In 2004, we announced the launch of our IDSecure service designed to ensure that workers on high-risk assignments could be accurately identified in the event of an emergency or accident. The service allows companies to offer employees the opportunity to store unique genetic identifiers in a confidential and safe setting for use only in the event that their identity cannot be verified by other means. A number of firms are working with us to provide this service to their employees and we seek to expand our efforts in this area.

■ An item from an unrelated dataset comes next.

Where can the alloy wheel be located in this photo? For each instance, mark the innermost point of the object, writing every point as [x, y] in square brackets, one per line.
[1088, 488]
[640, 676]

Animal and Agriculture Testing Services

Through our facility in the UK, we currently conduct the major portion of the UK Government’s project to help British farmers breed sheep with reduced susceptibility to the animal disease scrapie. Following a competitive bid process, we were awarded a multi-year contract in 2001 to generate scrapie genotypes for the project. In the first three years under this contract, we genotyped more than a million sheep. This agreement was renewed during 2004 for an additional two years. The project is part of the innovative National Scrapie Plan, or NSP, for Great Britain developed by the Department for Environment, Food and Rural Affairs, or DEFRA, in conjunction with the Agriculture and Rural Affairs Departments in Scotland and Wales. Scrapie, one of the transmissible spongiform encephalopathies, is an untreatable, fatal disease that affects sheep worldwide. DEFRA is providing the testing of sheep free of charge to sheep farmers as part of the National Scrapie Plan in order to help farmers breed sheep that are not susceptible to this disease, which is similar to mad-cow disease. With an estimated UK sheep population of over 40 million, scrapie has the potential to cause significant economic losses to farmers. Prevention of the disease agent’s ability to maintain itself is viewed as the most effective way to limit the spread of the disease. Sheep with SNPs associated with a genetic resistance to scrapie are selected as breeding stock. Over time, farmers expect to produce flocks with greatly reduced vulnerability to the condition and, in turn, decrease the risk of animal diseases disseminating into the food supply. Under our agreement with DEFRA, which expires in 2006, we are guaranteed an annual minimum number of samples to genotype at a cost per genotype based on a sliding scale, dependent upon volume. Based upon volumes performed during 2004, revenue received under this agreement constituted 9% of our total revenue for the fiscal year ended December 31, 2004. Scrapie testing typically experiences a seasonal downturn as a result of poor weather conditions during the winter months.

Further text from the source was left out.